M. Jean-Louis Borloo, ministre d'État, ministre de l'écologie, de l'énergie, du développement durable et de la mer, en charge des technologies vertes et des négociations sur le climat. - Avec les autres ministres, Valérie Létard, Chantal Jouanno, Dominique Bussereau et Benoist Apparu, je me réjouis que le Sénat ait été saisi en première lecture de ce texte auquel il a apporté une valeur ajoutée très importante, entre autres, sur la capacité des communes de vendre de l'électricité photovoltaïque, le sauvetage du Marais poitevin, l'éligibilité des communes aux certificats d'économie d'énergie, les avancées en matière de basse consommation. A ce propos, je veux répondre à l'objection que l'on oppose en permanence à la basse consommation dans les bâtiments publics. Non, madame Herviaux, cela ne ce coûte pas d'argent...

Mme Bariza Khiari. - Le prêt à taux zéro ?

M. Jean-Louis Borloo, ministre d'État. - C'est un détour d'investissement pour des actions rentables. De nombreuses collectivités se sont déjà mises en mouvement et font des économies. Je veux remercier les quatre rapporteurs, les deux rapporteurs pour avis, la majorité et nos amis centristes.

Ce texte était difficile à rendre opérationnel. Il fallait beaucoup de courage pour enclencher cette mutation parce que cela inquiète tout le monde. Ce courage, vous l'avez eu, et je mesure à sa valeur le soutien de l'UMP et du groupe centriste. Vous avez su trouver le bon équilibre entre l'indispensable et le faisable. Ce projet de loi « de grande ampleur », comme a dit Mme Didier, marquera les décennies qui viennent.

Je pars tout à l'heure pour l'Éthiopie pour rencontrer le Premier ministre qui doit parler au nom de l'Afrique à Copenhague, puis pour Ouagadougou, avant de rencontrer les responsables chinois et brésiliens.

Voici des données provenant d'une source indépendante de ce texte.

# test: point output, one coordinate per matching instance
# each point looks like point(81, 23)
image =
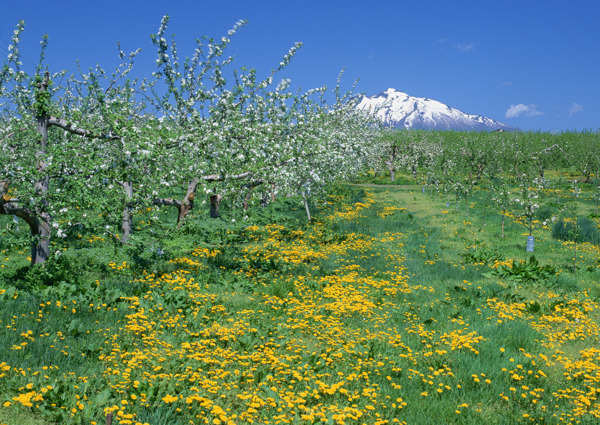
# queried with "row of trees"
point(510, 166)
point(92, 148)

L'urgence écologique est telle -et je comprends la douleur qu'éprouvent les socialistes à être en décalage par rapport à la société-, l'urgence est telle que, sur un texte comme celui-là, j'aurais aimé qu'on aille au-delà des petites contingences. (Applaudissements à droite et au centre)

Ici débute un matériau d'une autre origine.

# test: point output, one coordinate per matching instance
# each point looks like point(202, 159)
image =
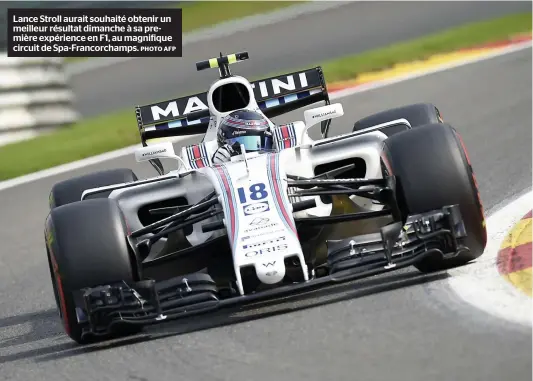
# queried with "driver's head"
point(245, 127)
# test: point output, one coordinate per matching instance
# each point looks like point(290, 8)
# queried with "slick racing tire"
point(86, 246)
point(68, 191)
point(432, 170)
point(418, 114)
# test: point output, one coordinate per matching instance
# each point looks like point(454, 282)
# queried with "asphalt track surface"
point(293, 44)
point(377, 329)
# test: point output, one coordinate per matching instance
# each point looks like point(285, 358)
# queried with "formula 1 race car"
point(397, 191)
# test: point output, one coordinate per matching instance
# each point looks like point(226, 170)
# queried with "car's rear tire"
point(433, 170)
point(86, 246)
point(68, 191)
point(418, 114)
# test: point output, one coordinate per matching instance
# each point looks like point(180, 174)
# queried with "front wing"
point(396, 246)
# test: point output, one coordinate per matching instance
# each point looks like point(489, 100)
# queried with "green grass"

A la demande du groupe socialiste et de la commission, le projet de loi est mis aux voix par scrutin public.

Mme la présidente. - Voici les résultats du scrutin :

Nombre de votants 340
Nombre de suffrages exprimés 312
Majorité absolue des suffrages exprimés 157
Pour l'adoption 177
Contre 135

Le Sénat a adopté.

Prochaine séance, mardi 13 octobre 2009 à 9 h 30.

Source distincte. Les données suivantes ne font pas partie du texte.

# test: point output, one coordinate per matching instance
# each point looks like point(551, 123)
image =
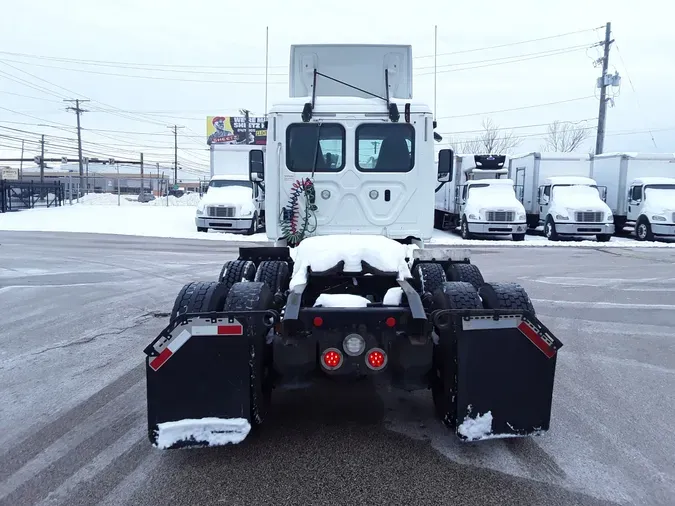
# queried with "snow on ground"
point(134, 218)
point(99, 213)
point(206, 431)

La séance est levée à 20 h 25.

Le Directeur du service du compte rendu analytique :

René-André Fabre

ORDRE DU JOUR

du mardi 13 octobre 2009

Séance publique

A NEUF HEURES TRENTE

1. Questions orales.

A QUATORZE HEURES TRENTE

2. Conclusions de la commission mixte paritaire sur le projet de loi pénitentiaire.

Rapport de M. Jean-René Lecerf, rapporteur pour le Sénat (n°20, 2009-2010).

DE DIX-SEPT HEURES A DIX-SEPT HEURES QUARANTE-CINQ

3. Questions cribles thématiques sur les crises agricoles.

A DIX-SEPT HEURES QUARANTE-CINQ ET LE SOIR

4. Conclusions de la commission mixte paritaire sur le projet de loi relatif au transfert aux départements des parcs de l'équipement et à l'évolution de la situation des ouvriers des parcs et ateliers.

Rapport de M. Jean-Pierre Vial, rapporteur pour le Sénat (n°21, 2009-2010).

5. Projet de loi organique, adopté par l'Assemblée nationale, relatif à l'application de l'article 61-1 de la Constitution (n°613, 2008-2009).

Rapport de M. Hugues Portelli, fait au nom de la commission des lois constitutionnelles, de législation, du suffrage universel, du Règlement et d'administration générale (n°637, 2008-2009).

Texte de la commission (n°638, 2008-2009).